Dans l'angle mort de cette stimulation égoïque, les budgets qui permettent d'enquêter, sur de longues périodes, et donc de gratter sous le vernis, de découvrir les rouages cachés de nos sociétés, sont en diminution constante et réduits à peau de chagrin. Il faut une journée pour tourner une "enquête" en suivant une bridage de police à la poursuite de petits délinquants, il faut des mois pour accumuler les preuves et les témoignages qui révèlent la corruption des élites. Plus aucun média de masse ne se donne les moyens d'effectuer ce travail. Mais le rythme de travail imposé dans les rédactions est trop rapide, un sujet succède à un autre, on n'a que quelques heures pour rassembler les informations... comment faire en quelques heures? Heureusement des synthèses diffusées par des cabinets de relations publiques (voir à ce sujet une enquête Lundi Investigation (C+), vieille d'environ 10 ans, réalisée avant que Paul Moreira ne soit ejecté), souvent relayées par les agences de presse considérées d'emblée comme fiables (pas besoin de vérifier l'information) se chargent de fournir le matériel informationnel de base. La majorité des journalistes ne vérifient plus eux-mêmes les informations qu'il retransmettent, ils la reçoivent d'autres journalistes, qui eux-mêmes la reçoivent d'autres journalistes... on perd de vue la source, dont l'intention n'est pas toujours la "recherche de la vérité". Souvent, aligner des informations factuelles choisies, tandis que d'autres sont ignorées, suffit largement à dessiner le paysage que l'on souhaite.
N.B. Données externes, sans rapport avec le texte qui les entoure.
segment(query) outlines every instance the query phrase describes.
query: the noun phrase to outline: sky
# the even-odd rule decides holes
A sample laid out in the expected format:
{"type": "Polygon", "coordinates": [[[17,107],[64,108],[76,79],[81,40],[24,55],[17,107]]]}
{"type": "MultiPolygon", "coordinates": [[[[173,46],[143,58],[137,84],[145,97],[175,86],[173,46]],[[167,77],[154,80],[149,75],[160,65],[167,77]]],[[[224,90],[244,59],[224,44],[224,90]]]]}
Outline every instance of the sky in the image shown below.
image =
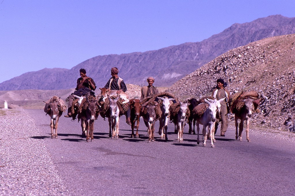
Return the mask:
{"type": "Polygon", "coordinates": [[[99,55],[200,42],[294,10],[294,0],[0,0],[0,83],[99,55]]]}

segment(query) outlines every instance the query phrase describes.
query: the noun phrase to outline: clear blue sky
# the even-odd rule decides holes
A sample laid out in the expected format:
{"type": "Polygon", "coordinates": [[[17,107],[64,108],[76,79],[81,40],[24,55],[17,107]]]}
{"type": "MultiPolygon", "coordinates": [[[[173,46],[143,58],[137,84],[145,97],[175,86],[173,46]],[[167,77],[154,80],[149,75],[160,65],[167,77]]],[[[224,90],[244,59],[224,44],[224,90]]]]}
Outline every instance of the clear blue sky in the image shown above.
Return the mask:
{"type": "Polygon", "coordinates": [[[295,17],[295,0],[0,0],[0,83],[99,55],[201,41],[276,14],[295,17]]]}

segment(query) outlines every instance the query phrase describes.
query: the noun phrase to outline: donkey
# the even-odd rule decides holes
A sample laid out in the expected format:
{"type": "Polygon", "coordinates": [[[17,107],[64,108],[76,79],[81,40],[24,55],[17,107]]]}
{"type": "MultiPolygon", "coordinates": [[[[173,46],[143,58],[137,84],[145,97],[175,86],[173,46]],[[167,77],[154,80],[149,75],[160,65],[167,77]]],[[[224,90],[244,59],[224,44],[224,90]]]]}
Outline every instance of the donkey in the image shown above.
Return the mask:
{"type": "Polygon", "coordinates": [[[57,99],[57,97],[54,96],[51,100],[52,102],[47,101],[47,102],[43,101],[46,104],[44,108],[44,111],[46,112],[46,115],[48,115],[50,117],[50,128],[51,130],[51,139],[57,139],[57,127],[58,125],[58,119],[63,114],[63,112],[65,110],[61,111],[62,109],[58,108],[58,104],[60,102],[63,102],[60,97],[57,99]],[[46,111],[45,111],[46,110],[46,111]],[[54,133],[53,133],[53,130],[54,133]]]}
{"type": "Polygon", "coordinates": [[[139,127],[139,120],[140,117],[140,110],[141,109],[141,105],[140,103],[140,100],[138,99],[132,99],[130,100],[130,119],[131,120],[131,128],[132,132],[131,137],[134,138],[134,128],[136,128],[136,133],[135,137],[138,138],[138,128],[139,127]],[[135,122],[136,122],[136,125],[135,126],[135,122]]]}
{"type": "Polygon", "coordinates": [[[160,123],[159,134],[161,135],[161,139],[163,139],[165,137],[165,140],[167,141],[168,140],[167,129],[168,129],[168,118],[169,115],[169,109],[170,108],[170,101],[175,100],[175,99],[168,98],[166,97],[158,97],[157,98],[163,101],[163,103],[161,106],[162,114],[159,120],[160,123]],[[164,129],[165,129],[165,134],[164,133],[164,129]]]}
{"type": "Polygon", "coordinates": [[[99,108],[97,99],[89,99],[86,96],[79,107],[77,118],[81,120],[82,136],[86,136],[86,141],[89,142],[89,138],[93,141],[93,130],[94,120],[97,119],[99,108]],[[88,105],[88,106],[87,105],[88,105]]]}
{"type": "Polygon", "coordinates": [[[183,130],[186,121],[187,110],[189,110],[188,106],[190,104],[183,103],[178,100],[180,105],[179,110],[176,117],[177,119],[173,120],[174,124],[176,125],[177,131],[177,141],[181,143],[183,141],[183,130]]]}
{"type": "Polygon", "coordinates": [[[244,103],[244,106],[241,108],[240,111],[235,110],[235,121],[236,125],[236,139],[239,139],[239,141],[242,141],[242,132],[244,129],[244,122],[246,120],[246,138],[248,142],[251,142],[251,140],[249,138],[249,125],[250,124],[250,118],[252,116],[252,110],[254,109],[253,100],[249,98],[246,99],[239,100],[238,101],[244,103]],[[239,130],[238,137],[238,120],[240,119],[240,122],[239,130]]]}
{"type": "Polygon", "coordinates": [[[145,108],[141,111],[140,115],[142,117],[145,125],[148,129],[149,138],[148,142],[155,141],[154,132],[155,131],[155,124],[159,116],[157,115],[155,110],[157,108],[158,103],[153,101],[147,102],[142,106],[145,108]]]}
{"type": "Polygon", "coordinates": [[[112,139],[118,139],[119,138],[119,117],[122,115],[120,112],[117,102],[120,98],[119,95],[114,99],[112,99],[109,95],[107,95],[108,98],[110,101],[109,108],[109,135],[112,139]]]}
{"type": "Polygon", "coordinates": [[[209,106],[206,110],[204,113],[200,117],[195,115],[194,117],[194,120],[195,121],[197,125],[197,131],[198,136],[197,138],[197,143],[200,143],[199,132],[200,131],[199,125],[202,125],[203,128],[203,146],[206,146],[206,141],[207,139],[206,129],[208,127],[208,134],[211,141],[211,147],[215,148],[215,146],[213,144],[213,142],[216,142],[214,138],[214,126],[216,121],[216,112],[217,110],[220,110],[220,102],[225,99],[225,98],[217,100],[214,99],[214,100],[209,99],[205,99],[205,102],[209,106]]]}
{"type": "MultiPolygon", "coordinates": [[[[193,97],[190,97],[186,99],[184,102],[184,103],[189,103],[190,104],[189,106],[189,110],[191,114],[193,113],[193,110],[198,104],[198,102],[197,100],[193,97]]],[[[196,134],[195,132],[194,126],[194,129],[193,129],[193,121],[194,121],[194,116],[192,115],[190,115],[188,119],[188,122],[189,124],[189,134],[192,135],[196,134]]]]}

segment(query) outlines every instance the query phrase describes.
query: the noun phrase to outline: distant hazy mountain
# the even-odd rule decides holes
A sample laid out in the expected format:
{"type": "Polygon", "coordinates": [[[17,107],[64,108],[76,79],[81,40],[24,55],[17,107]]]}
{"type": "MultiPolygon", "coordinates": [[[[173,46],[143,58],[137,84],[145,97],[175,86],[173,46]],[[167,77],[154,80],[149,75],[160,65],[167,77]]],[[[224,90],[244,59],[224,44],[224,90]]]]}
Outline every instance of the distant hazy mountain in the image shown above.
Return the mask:
{"type": "Polygon", "coordinates": [[[44,69],[28,72],[0,84],[0,90],[59,89],[74,88],[79,70],[85,68],[98,87],[104,86],[117,67],[125,83],[146,84],[152,76],[156,86],[171,85],[219,55],[239,46],[266,37],[295,33],[295,18],[281,15],[235,23],[201,42],[186,43],[157,50],[120,55],[98,56],[70,70],[44,69]]]}

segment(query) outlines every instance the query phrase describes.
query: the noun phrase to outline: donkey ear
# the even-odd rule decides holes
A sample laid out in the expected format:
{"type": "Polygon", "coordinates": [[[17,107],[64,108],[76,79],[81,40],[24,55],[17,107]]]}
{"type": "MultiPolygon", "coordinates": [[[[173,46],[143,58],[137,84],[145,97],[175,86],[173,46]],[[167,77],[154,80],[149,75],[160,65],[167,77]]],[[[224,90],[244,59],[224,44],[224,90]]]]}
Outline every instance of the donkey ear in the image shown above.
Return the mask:
{"type": "Polygon", "coordinates": [[[164,100],[164,98],[163,97],[157,97],[157,98],[159,99],[161,99],[162,101],[164,100]]]}
{"type": "Polygon", "coordinates": [[[206,102],[206,103],[210,105],[210,104],[212,103],[212,102],[209,101],[209,100],[211,100],[211,99],[204,99],[204,101],[205,102],[206,102]]]}

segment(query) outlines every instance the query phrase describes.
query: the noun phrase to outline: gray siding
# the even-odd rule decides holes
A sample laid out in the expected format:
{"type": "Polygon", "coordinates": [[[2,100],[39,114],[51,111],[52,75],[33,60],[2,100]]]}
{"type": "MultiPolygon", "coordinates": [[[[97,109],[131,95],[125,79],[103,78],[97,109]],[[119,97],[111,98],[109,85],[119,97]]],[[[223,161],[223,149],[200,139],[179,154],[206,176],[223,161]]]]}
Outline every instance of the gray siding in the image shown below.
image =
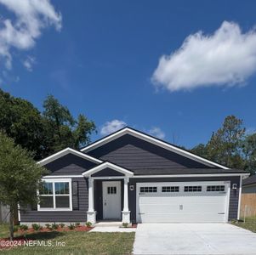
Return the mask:
{"type": "Polygon", "coordinates": [[[52,175],[76,175],[81,174],[96,165],[80,156],[67,154],[44,167],[51,172],[52,175]]]}
{"type": "Polygon", "coordinates": [[[100,172],[97,172],[92,175],[93,177],[100,177],[100,176],[124,176],[123,173],[115,171],[111,168],[105,168],[100,172]]]}
{"type": "MultiPolygon", "coordinates": [[[[128,203],[131,211],[131,220],[136,222],[136,184],[151,182],[195,182],[195,181],[230,181],[230,186],[236,183],[240,186],[239,177],[207,177],[207,178],[130,178],[129,185],[134,185],[134,190],[128,190],[128,203]]],[[[229,220],[237,218],[239,189],[230,189],[229,220]]]]}
{"type": "Polygon", "coordinates": [[[88,211],[88,181],[84,178],[73,178],[78,182],[79,210],[65,212],[43,212],[28,209],[20,212],[21,222],[86,222],[88,211]]]}
{"type": "Polygon", "coordinates": [[[195,162],[129,134],[123,135],[88,153],[103,161],[110,161],[129,170],[156,170],[179,168],[208,168],[195,162]]]}
{"type": "Polygon", "coordinates": [[[242,193],[255,193],[256,194],[256,184],[252,185],[242,186],[242,193]]]}

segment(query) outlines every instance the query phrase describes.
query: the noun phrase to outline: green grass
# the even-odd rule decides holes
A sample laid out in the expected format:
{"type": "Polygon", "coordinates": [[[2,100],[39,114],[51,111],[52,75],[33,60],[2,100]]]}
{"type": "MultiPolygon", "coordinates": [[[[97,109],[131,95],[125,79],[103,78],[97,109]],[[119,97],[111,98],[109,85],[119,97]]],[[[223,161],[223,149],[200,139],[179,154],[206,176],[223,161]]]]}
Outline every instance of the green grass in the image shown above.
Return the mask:
{"type": "MultiPolygon", "coordinates": [[[[0,225],[0,236],[8,237],[8,227],[0,225]]],[[[29,234],[30,240],[51,241],[51,246],[18,246],[1,250],[2,254],[131,254],[134,233],[97,233],[97,232],[39,232],[29,234]],[[56,242],[65,243],[58,246],[56,242]]]]}
{"type": "Polygon", "coordinates": [[[245,222],[233,222],[232,224],[256,233],[256,216],[246,218],[245,222]]]}

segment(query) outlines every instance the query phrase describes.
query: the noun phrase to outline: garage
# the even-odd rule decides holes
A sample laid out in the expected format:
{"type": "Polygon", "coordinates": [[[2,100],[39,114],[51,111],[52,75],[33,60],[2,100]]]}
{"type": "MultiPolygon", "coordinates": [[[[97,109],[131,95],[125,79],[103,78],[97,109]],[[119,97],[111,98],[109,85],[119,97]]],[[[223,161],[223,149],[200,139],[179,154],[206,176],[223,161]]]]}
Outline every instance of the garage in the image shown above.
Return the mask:
{"type": "Polygon", "coordinates": [[[137,183],[139,223],[228,221],[230,182],[137,183]]]}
Ce que comprennent tous les journalistes qui fouillent un peu plus en profondeur (je pense par exemple à Paul Moreira), c'est que ce discours unique transmet une "version de la réalité" voulue et promue par le pouvoir. Le pouvoir est incarné par une classe dirigeante où se mêlent aujourd'hui de façon indissoluble les intérêts économiques et les sièges politiques. Cette oligarchie, que John Perkins appelle "corporatocratie", que Noam Chomsky appelle "classe dirigeante" possède l'intégralité des grands médias. Elle y nomme naturellement ses affidés à leur tête, qui eux-mêmes constituent leurs équipes, en intégrant ceux qui portent sans remise en question apparente la voix de la vérité objective. Les écoles de journalisme se chargent de former ces esprits brillants, qui demeureront brillants aussi longtemps qu'ils ne remettront pas en question, par la pensée ou par l'enquête, par le travail ou l'investigation, la validité de la vision officielle du monde. Cette forme nouvelle de propagande est transmise par des individus que personne n'a en apparence contraint ou influencé. Ils font leurs choix éditoriaux en toute liberté, pas de téléphone rouge, aucune pression du pouvoir. C'est un milieu qui s'auto-reproduit par cooptation et par résonance. Le pouvoir n'a pas besoin d'y toucher. Le seul fait de posséder les organes de presse et les écoles de journalisme est suffisant.